Ed Bickert, the renowned Canadian-born guitarist who was a prominent figure on the Toronto jazz scene, died on February 28 at 86. I learned of Bickert through his great work with Paul Desmond on Pure Desmond (1975) and with Ruby Braff on the trumpeter's Sackville sessions in Toronto (1979), and took additional notice when Dave McKenna played on his 1989 release, Third Floor Richard. Through one of Ed's biggest fans, Doug MacMillan, I got turned on to almost everything he recorded and played all that time permitted in Jazz à la Mode.
For the Ottowa Citizen's tribute to Bickert, Montreal jazz guitarist and Juno Award winner Mike Rud recalled that Bickert was the first jazz guitarist that he ever saw perform with Dizzy Gillespie and Moe Koffman, in the early 1980s.
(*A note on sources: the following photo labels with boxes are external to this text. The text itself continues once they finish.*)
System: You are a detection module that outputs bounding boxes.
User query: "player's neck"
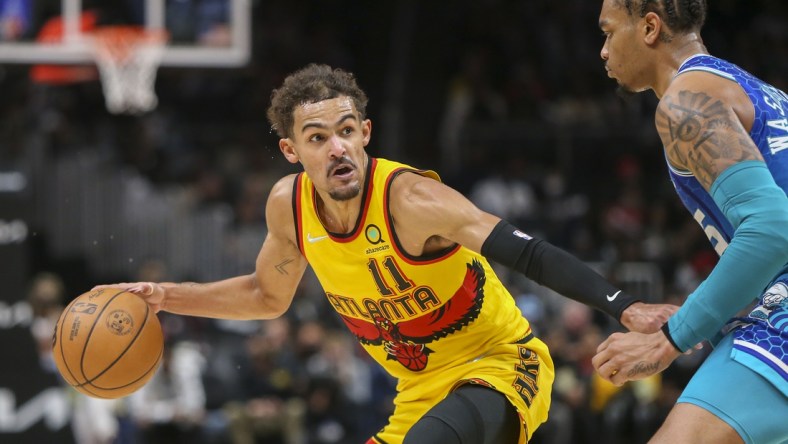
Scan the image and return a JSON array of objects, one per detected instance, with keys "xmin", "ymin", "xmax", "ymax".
[
  {"xmin": 652, "ymin": 32, "xmax": 709, "ymax": 99},
  {"xmin": 317, "ymin": 192, "xmax": 361, "ymax": 233}
]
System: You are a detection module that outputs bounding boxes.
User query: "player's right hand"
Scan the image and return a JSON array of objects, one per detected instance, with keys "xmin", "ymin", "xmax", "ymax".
[
  {"xmin": 93, "ymin": 282, "xmax": 165, "ymax": 312},
  {"xmin": 621, "ymin": 302, "xmax": 679, "ymax": 333}
]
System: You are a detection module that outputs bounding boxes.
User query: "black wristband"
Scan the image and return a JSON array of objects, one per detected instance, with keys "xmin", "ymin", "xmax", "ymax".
[
  {"xmin": 481, "ymin": 220, "xmax": 639, "ymax": 322},
  {"xmin": 660, "ymin": 322, "xmax": 684, "ymax": 353}
]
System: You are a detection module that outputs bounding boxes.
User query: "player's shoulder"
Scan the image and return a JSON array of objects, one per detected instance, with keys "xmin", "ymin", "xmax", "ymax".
[
  {"xmin": 265, "ymin": 174, "xmax": 298, "ymax": 229},
  {"xmin": 660, "ymin": 67, "xmax": 747, "ymax": 107}
]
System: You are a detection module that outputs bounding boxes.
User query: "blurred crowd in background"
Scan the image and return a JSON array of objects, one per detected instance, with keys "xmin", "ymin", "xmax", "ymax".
[{"xmin": 0, "ymin": 0, "xmax": 788, "ymax": 444}]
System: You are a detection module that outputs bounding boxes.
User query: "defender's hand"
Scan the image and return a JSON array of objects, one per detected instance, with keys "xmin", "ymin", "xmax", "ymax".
[
  {"xmin": 621, "ymin": 302, "xmax": 679, "ymax": 333},
  {"xmin": 591, "ymin": 331, "xmax": 681, "ymax": 386},
  {"xmin": 93, "ymin": 282, "xmax": 164, "ymax": 313}
]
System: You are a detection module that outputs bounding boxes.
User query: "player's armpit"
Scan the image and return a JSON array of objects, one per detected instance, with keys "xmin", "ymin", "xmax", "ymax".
[{"xmin": 655, "ymin": 87, "xmax": 762, "ymax": 190}]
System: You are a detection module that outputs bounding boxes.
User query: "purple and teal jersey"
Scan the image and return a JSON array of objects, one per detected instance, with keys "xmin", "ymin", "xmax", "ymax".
[{"xmin": 668, "ymin": 55, "xmax": 788, "ymax": 395}]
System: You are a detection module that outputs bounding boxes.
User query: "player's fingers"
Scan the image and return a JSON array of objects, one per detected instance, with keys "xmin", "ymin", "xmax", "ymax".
[
  {"xmin": 597, "ymin": 361, "xmax": 621, "ymax": 385},
  {"xmin": 91, "ymin": 282, "xmax": 134, "ymax": 290}
]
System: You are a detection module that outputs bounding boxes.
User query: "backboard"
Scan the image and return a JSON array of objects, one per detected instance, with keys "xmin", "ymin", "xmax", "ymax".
[{"xmin": 0, "ymin": 0, "xmax": 252, "ymax": 68}]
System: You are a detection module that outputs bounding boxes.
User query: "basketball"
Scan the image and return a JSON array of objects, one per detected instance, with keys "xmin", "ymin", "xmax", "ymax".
[{"xmin": 52, "ymin": 288, "xmax": 164, "ymax": 399}]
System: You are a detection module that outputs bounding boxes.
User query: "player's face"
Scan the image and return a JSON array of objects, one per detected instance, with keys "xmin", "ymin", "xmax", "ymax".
[
  {"xmin": 599, "ymin": 0, "xmax": 649, "ymax": 92},
  {"xmin": 279, "ymin": 97, "xmax": 372, "ymax": 201}
]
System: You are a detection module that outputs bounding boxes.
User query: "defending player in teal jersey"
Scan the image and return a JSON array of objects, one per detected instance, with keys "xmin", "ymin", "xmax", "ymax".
[{"xmin": 593, "ymin": 0, "xmax": 788, "ymax": 444}]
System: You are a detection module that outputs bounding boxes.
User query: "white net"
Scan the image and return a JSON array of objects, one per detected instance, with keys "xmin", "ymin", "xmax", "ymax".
[{"xmin": 91, "ymin": 26, "xmax": 167, "ymax": 114}]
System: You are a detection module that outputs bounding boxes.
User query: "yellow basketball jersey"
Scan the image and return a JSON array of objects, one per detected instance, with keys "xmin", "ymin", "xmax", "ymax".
[{"xmin": 293, "ymin": 158, "xmax": 530, "ymax": 379}]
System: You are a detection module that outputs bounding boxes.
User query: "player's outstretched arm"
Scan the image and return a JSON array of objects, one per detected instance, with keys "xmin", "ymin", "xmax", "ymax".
[
  {"xmin": 592, "ymin": 72, "xmax": 788, "ymax": 385},
  {"xmin": 391, "ymin": 174, "xmax": 677, "ymax": 332},
  {"xmin": 96, "ymin": 176, "xmax": 307, "ymax": 319},
  {"xmin": 655, "ymin": 72, "xmax": 788, "ymax": 351}
]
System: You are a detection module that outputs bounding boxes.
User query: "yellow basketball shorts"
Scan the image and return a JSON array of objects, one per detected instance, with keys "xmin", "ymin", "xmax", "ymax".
[{"xmin": 367, "ymin": 336, "xmax": 555, "ymax": 444}]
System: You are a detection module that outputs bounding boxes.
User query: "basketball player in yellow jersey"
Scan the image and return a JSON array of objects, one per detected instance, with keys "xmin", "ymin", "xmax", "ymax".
[{"xmin": 95, "ymin": 65, "xmax": 677, "ymax": 444}]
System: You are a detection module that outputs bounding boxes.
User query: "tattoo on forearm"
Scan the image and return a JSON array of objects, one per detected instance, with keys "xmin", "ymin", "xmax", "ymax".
[
  {"xmin": 655, "ymin": 90, "xmax": 761, "ymax": 189},
  {"xmin": 275, "ymin": 258, "xmax": 295, "ymax": 275},
  {"xmin": 627, "ymin": 361, "xmax": 659, "ymax": 377}
]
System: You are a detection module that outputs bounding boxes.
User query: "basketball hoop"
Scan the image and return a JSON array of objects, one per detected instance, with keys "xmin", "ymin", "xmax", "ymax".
[{"xmin": 89, "ymin": 26, "xmax": 168, "ymax": 114}]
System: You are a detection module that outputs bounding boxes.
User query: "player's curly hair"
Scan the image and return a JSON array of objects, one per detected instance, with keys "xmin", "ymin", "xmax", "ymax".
[
  {"xmin": 618, "ymin": 0, "xmax": 706, "ymax": 41},
  {"xmin": 266, "ymin": 63, "xmax": 367, "ymax": 138}
]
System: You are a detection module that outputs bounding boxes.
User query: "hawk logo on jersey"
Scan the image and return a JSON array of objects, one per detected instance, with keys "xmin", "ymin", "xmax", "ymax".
[{"xmin": 340, "ymin": 260, "xmax": 487, "ymax": 372}]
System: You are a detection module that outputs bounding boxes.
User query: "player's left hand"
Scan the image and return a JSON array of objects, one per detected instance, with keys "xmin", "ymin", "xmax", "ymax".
[
  {"xmin": 591, "ymin": 331, "xmax": 681, "ymax": 386},
  {"xmin": 621, "ymin": 302, "xmax": 679, "ymax": 333}
]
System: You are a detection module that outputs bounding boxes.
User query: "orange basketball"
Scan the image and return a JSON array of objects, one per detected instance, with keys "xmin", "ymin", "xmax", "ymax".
[{"xmin": 52, "ymin": 288, "xmax": 164, "ymax": 399}]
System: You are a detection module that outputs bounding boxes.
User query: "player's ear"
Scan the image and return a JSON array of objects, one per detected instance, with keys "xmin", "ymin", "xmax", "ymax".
[
  {"xmin": 361, "ymin": 119, "xmax": 372, "ymax": 146},
  {"xmin": 279, "ymin": 138, "xmax": 298, "ymax": 163},
  {"xmin": 642, "ymin": 12, "xmax": 662, "ymax": 45}
]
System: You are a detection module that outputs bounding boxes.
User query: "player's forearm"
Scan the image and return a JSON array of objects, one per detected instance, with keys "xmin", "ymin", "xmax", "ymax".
[
  {"xmin": 665, "ymin": 161, "xmax": 788, "ymax": 351},
  {"xmin": 161, "ymin": 274, "xmax": 284, "ymax": 320},
  {"xmin": 481, "ymin": 220, "xmax": 638, "ymax": 321}
]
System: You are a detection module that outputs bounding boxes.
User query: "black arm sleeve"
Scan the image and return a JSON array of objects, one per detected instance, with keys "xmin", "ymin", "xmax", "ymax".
[{"xmin": 481, "ymin": 220, "xmax": 639, "ymax": 321}]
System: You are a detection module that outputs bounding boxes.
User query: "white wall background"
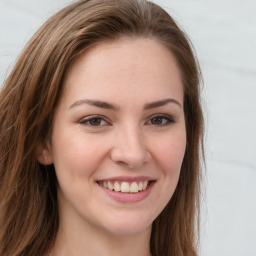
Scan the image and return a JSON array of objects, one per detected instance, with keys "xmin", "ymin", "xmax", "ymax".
[{"xmin": 0, "ymin": 0, "xmax": 256, "ymax": 256}]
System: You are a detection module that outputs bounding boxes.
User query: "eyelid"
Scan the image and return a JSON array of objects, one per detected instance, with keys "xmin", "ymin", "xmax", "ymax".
[
  {"xmin": 146, "ymin": 113, "xmax": 175, "ymax": 127},
  {"xmin": 79, "ymin": 115, "xmax": 110, "ymax": 128}
]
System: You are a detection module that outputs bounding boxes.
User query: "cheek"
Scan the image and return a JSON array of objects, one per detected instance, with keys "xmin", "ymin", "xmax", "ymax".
[
  {"xmin": 53, "ymin": 129, "xmax": 106, "ymax": 178},
  {"xmin": 154, "ymin": 130, "xmax": 186, "ymax": 175}
]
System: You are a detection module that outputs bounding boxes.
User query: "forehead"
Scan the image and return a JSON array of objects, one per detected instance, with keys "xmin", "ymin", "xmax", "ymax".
[{"xmin": 63, "ymin": 38, "xmax": 183, "ymax": 106}]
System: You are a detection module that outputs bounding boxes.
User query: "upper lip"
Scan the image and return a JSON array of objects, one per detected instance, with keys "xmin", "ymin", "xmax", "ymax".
[{"xmin": 97, "ymin": 176, "xmax": 156, "ymax": 182}]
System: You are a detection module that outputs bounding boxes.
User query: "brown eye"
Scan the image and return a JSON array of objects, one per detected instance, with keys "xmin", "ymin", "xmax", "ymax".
[
  {"xmin": 151, "ymin": 116, "xmax": 163, "ymax": 125},
  {"xmin": 149, "ymin": 115, "xmax": 174, "ymax": 126},
  {"xmin": 80, "ymin": 116, "xmax": 108, "ymax": 127},
  {"xmin": 88, "ymin": 118, "xmax": 102, "ymax": 126}
]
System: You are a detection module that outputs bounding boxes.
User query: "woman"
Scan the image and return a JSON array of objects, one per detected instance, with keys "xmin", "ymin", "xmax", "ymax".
[{"xmin": 0, "ymin": 0, "xmax": 203, "ymax": 256}]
“Jazz guitarists around the world rightly revere Ed Bickert,” Rud said. “But for Canadian jazz guitarists, I think he was the very voice of impeccable musical judgement — when to play, when not to. That’s before you even get to his chord approach, which was brand new, science-fiction level technology to all of us. Listening to his chord work, guitarists are left feeling like they are watching someone fill out the New York Times crossword puzzle, all perfectly correctly, and with many deeply satisfying, unexpected twists. Then in the next chorus, he erases all that, and fills it out all again with different, every-bit-as-perfect answers, over and over. Enchanting and infuriating. So much so that it’s easy to miss his single-note soloing, the sublime unfailingly swinging storytelling that made him an exquisite bandmate for Paul Desmond. All being done on a solid-body Telecaster, from which he coaxed a sound that would be the envy of any hollow-body player. I got to meet him a couple of times only, and play just a couple of tunes with him. I still play stuff I saw him play that day practically every single night. He was pleasant and soft-spoken. He’ll be more than missed.”